Additional QE might warm — but not enflame.
And then we come to the politics…
“QE for the People!”
QE has enriched Wall Street gloriously while Main Street has scratched by.
Additional QE may bring out the proles… with their torches and pitchforks.
Analyst Erik Townsend:
If they try to propose another round of QE that looks like the last several, I think the political left is going to say “no way.”
There’s going to be a huge revolt and people are going to say… if you’re going to create money out of thin air, it needs to be helicopter money. Give it to the people, not to Wall Street.
“QE for the people!” will be the fiery slogan on their lips. And the politicians will hear them.
The politicians will carry their own slogan:
“I must lead the people, so I must follow the people.”
Out ahead of the people they will jump, carrying forth the flag of MMT, or helicopter money.
The rich already anticipate the pitchfork-wielding mob hoofing for Wall Street…
The Rich Join the Rabble
To avoid mob justice, some are enlisting under its banners… and exchanging their Armanis for overalls.

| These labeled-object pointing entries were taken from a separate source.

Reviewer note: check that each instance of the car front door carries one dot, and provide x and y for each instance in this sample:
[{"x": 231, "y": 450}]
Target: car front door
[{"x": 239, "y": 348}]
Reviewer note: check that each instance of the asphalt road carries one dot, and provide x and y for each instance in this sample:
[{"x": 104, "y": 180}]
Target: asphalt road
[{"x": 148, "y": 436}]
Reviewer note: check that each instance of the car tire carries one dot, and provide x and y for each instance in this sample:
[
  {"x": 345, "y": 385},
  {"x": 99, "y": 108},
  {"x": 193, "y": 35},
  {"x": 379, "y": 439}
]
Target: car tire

Billionaire investor Bill Gross, for example, claims that MMT may prove one “necessary evil” to narrow the inequality gap. Higher taxes on him and his fellows is another.
Another billionaire Wall Street man — Ray Dalio — has just appeared on 60 Minutes to dilate about the need to reform capitalism.
He claims raising his taxes is one answer. (Has anyone prevented Messieurs Dalio and Gross from writing the Internal Revenue Service larger checks?)
Dalio also bats his eyelashes and blushes coyly in the direction of MMT:
“Policymakers pay too much attention to budgets relative to returns on investments.”
If only they did. Otherwise, the nation might not groan under $22 trillion of debt.
But more will be the medicine on tap…
More debt. More deficits. More fraud. More humbug.
That is, more of the same — only more so.